I have a deeply embarrassing confession to make, but allow me to edge towards it rather than just blurting it out. I read a lot, but not novels. I have an acid test for all novels. At around the quarter mark, I pause, and ask myself whether I give a rat's arse for any of the people in the book. The answer being almost invariably 'no', I toss the book away and promise myself never to be suckered again by those smooth-writing critics in the heavy Sundays. My literary metaphor (ho, ho!) for meeting characters in a novel is that it is rather like going to a dinner party where all the guests are strangers to you. During the aperatif and nibbles period, it slowly dawns on you that you are facing four hours in the company of some A1 crashers of the first water, and that on the whole, given a choice, you would rather be decorating the mother-in-law's kitchen.
For real (and please note the emphasis) plots, surprising character development, excitement and shocks, I turn to history in general, and military history in particular. The study of old battles and campaigns, and the remarkable men who led them is endlessly fascinating, although I admit that the love interest is usually lacking somewhat. If anyone reading this suffers from that dread disease, Marxism, I advise you to study military history. All notions of historical inevitability will be dispelled instantly, and you will learn the great truth in these words written long before the dice-playing universe was discovered by the unbelieving Max Planck:
For want of a nail, the shoe was lost; for want of a shoe, the horse was lost, and for want of a horse, the rider was lost ... and I would add ... for want of a rider, the battle was lost!

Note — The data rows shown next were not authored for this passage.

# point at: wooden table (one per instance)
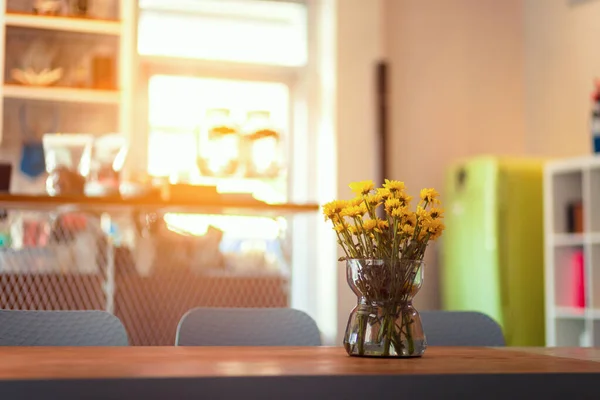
(294, 373)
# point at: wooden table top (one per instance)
(225, 204)
(37, 363)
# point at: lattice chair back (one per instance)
(61, 328)
(247, 327)
(461, 328)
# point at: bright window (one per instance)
(251, 31)
(177, 110)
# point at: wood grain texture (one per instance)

As I write, we are celebrating Trafalgar. Was there ever a more fascinating commander than Nelson? A deeply committed Christian, a man so pious that barely a day went by when, in the privacy of his cabin, he did not fall to his knees to commune with his God, and yet, and yet .... this same man, to use the modern parlance, 'ditched the bitch' and the kid, and set himself up in a very public menage-a-trois with a rather jolly and pretty tart, and her elderly and complaisant husband. How he squared that with his God, we cannot know. Also, when it came to war, this same Christian, English gentleman was, arguably, the most ferocious 'throat-ripper' ever to command British forces. I think even Shakespeare would have hesitated to invent such a character.
However, it must be admitted that the study of military history does require one to engage the brain, and for most of us (I excuse those dull and dreary Marxists whose only intellectual stimulant is the thin gruel of ever more politics) it is necessary sometimes to turn to something lighter. For me, and here comes my confession, it is in the form of what I can only call 'pulp fiction'. I mean by that, American crime thrillers, and I have been consuming them for years. There was a slight interregnum in middle-age when I simply out-read what was available. That gave me the chance to brush up on the history but a few years ago I went back to the modern equivalent of the 'penny dreadfuls' to discover, to my utter joy, a whole new stable of thriller writers. Happily we have a market twice a week in my local town, and a regular stall-holder sells paperbacks for £1.50 each and offers you 75p when you bring them back. Oh joy! Oh bliss!
Having made my confession and admitted to reading rubbish by the ton, I would not wish you to think that I am indiscriminate in my choice of trash. Oh dear me, no! Very choosey, I am. A few weeks back, La Rullsenberg, whose confused witterings and twitterings add so much to the gaiety of nations and me, was recommending an American police thriller in which the two black (natch!) cops sit in a police car discussing at inordinate length the politics of black versus white in America. She thought it wonderful. I loathed it and insisted that it was not true 'pulp fiction'. To qualify, the male hero needs to be very male, and the female heroine very feminine, or if she is the villainess, then also very feminine. The hero should know the characteristics of every gun ever made, and use most of them several times during the course of the book. If the plot is thin, the action must be swift; and the opposite applies. It is a pity that I fell out with pootergeek (who has now, alas, retired from Blogdom) because he was the only other serious-minded blogger who confessed to the same weakness as me.
Well, there you have it! It's off my chest, and my conscience. Thanks for listening, or rather, reading, and the least I can do is offer you one of the best examples of the genre (if that is quite the word) that I have read for some time. It is A Tapestry of Spies by Stephen Hunter. He is a terrific writer of 'pulp fiction', and his 'Swagger' series of thrillers are a tremendous read. However, unusually with this one, he has gone back in time, and out of America for location. It is set in the 1930s in Spain during the civil war, and provides a deeply satisfying twist and turn to the tale of the real-life Kim Philby. Sort of le Carre, but with violence. Enjoy!